You Have a Girlfriend, Alfie Atkins
- Author: Gunilla Bergström
- Original title: Alfons och Milla
- Translator: Joan Sandin
- Illustrator: Gunilla Bergström
- Cover artist: Gunilla Bergström
- Language: Swedish
- Series: Alfie Atkins
- Genre: children
- Published: 1985
- Publisher: Rabén & Sjögren
- Publication place: Sweden
- Published in English: 1988
- Preceded by: Lycklige Alfons Åberg (1984)
- Followed by: Kalas, Alfons Åberg! (1986)
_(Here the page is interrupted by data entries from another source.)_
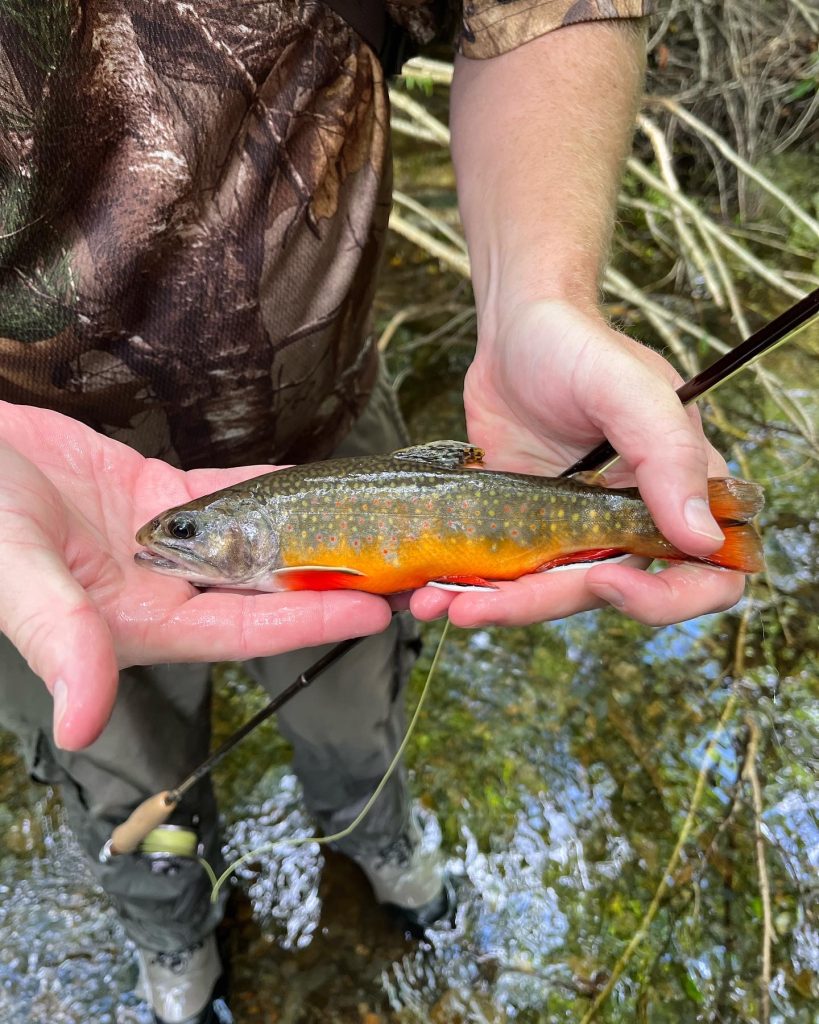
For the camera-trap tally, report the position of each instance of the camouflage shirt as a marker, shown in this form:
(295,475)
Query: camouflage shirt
(194,198)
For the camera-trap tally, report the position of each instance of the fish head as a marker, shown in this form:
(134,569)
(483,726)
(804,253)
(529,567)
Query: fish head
(211,543)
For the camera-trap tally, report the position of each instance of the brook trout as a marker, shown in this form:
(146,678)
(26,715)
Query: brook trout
(421,515)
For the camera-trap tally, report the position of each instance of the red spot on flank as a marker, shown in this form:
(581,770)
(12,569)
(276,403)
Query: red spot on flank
(320,580)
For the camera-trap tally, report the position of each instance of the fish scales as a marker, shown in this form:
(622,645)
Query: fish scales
(388,523)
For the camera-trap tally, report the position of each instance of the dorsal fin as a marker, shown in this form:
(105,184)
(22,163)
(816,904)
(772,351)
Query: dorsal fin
(444,455)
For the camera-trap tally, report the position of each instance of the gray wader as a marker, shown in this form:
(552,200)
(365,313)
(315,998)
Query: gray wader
(344,728)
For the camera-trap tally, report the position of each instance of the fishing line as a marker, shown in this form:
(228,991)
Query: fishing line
(337,837)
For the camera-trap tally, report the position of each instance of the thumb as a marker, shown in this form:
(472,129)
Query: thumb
(665,448)
(44,611)
(53,624)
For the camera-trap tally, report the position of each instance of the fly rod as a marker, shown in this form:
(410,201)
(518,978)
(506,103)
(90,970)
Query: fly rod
(157,809)
(746,352)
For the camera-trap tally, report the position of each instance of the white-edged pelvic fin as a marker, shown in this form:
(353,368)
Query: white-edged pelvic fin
(459,588)
(589,563)
(445,455)
(317,568)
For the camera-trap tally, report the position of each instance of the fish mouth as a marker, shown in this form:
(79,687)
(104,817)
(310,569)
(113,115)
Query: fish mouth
(162,562)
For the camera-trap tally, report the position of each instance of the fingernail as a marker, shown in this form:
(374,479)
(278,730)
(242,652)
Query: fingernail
(610,594)
(699,520)
(60,695)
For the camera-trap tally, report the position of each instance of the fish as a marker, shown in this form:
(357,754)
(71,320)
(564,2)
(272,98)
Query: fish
(429,514)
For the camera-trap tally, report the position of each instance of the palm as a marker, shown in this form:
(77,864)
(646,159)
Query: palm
(78,606)
(543,392)
(548,399)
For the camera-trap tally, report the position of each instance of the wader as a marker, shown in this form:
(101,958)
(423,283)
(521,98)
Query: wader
(344,728)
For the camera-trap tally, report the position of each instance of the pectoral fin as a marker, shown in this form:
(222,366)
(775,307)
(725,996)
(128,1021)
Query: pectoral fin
(584,559)
(317,578)
(444,455)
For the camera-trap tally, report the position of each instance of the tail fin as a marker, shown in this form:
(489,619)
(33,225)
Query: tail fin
(733,501)
(733,504)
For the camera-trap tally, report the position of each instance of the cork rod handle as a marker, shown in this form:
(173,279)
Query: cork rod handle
(151,813)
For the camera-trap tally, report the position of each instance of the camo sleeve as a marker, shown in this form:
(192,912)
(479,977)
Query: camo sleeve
(492,27)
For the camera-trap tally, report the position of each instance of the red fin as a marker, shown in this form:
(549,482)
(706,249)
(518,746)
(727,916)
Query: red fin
(741,551)
(317,578)
(734,501)
(465,583)
(578,557)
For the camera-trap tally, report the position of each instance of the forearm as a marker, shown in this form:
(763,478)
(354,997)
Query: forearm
(539,139)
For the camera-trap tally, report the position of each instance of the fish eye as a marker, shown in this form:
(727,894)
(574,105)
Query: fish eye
(182,527)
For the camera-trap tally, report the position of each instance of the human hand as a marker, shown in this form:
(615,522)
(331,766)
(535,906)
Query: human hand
(551,384)
(77,606)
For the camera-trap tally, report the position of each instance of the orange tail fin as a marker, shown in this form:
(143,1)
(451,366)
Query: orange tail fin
(733,504)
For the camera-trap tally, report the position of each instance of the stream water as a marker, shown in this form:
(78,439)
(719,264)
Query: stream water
(560,762)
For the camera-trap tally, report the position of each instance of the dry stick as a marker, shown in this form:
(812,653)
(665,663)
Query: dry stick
(705,223)
(749,773)
(421,116)
(411,313)
(688,824)
(731,155)
(447,254)
(437,222)
(689,243)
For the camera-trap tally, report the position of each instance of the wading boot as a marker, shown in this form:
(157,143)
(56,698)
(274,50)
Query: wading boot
(408,878)
(184,987)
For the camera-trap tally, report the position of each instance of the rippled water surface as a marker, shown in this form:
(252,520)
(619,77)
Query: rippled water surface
(561,762)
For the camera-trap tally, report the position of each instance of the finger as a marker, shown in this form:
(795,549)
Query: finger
(674,595)
(50,620)
(663,443)
(215,627)
(203,481)
(530,599)
(429,603)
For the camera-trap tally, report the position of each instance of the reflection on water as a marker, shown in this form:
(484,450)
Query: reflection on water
(561,762)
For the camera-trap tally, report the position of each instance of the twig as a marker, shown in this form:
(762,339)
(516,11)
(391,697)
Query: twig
(411,313)
(721,236)
(421,116)
(689,243)
(456,260)
(436,71)
(731,155)
(437,222)
(749,773)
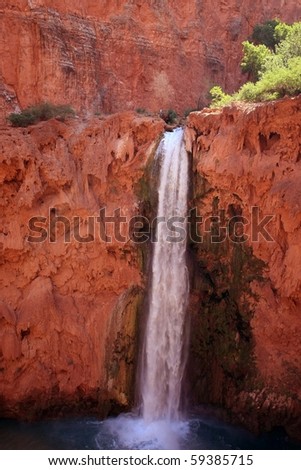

= You Have a Girlfriend, Alfie Atkins =

1985 children's book by Gunilla Bergström

You Have a Girlfriend, Alfie Atkins (Alfons och Milla) is a 1985 children's book by Gunilla Bergström. As an episode of the animated TV series it originally aired over SVT on 18 March 1994. Translated by Joan Sandin, it was published in English in 1988.

==Plot==
Alfons is playing with Viktor and Viktor's cousin Milla. They build a treehouse. When he doesn't play with Viktor, he plays with Milla. Together they plan to build a letterbox with aerial lift, allowing messages to be sent into the treehouse. Milla can bake cookies and create a theatre-circus with the Teddybears. She can also stand on one hand, and dares to jump from the garage roof near the parking lot. They think of a flag that can be raised and lowered.

One day at school, Alfons goes toileting when seeing a group of guys teasing him, writing that he plays with girls. For a while, he doesn't want to play with her but finally she still appears. Alfons ignore the ones who tease, and when the treehouse flag finally rises to the top, nobody teases him anymore.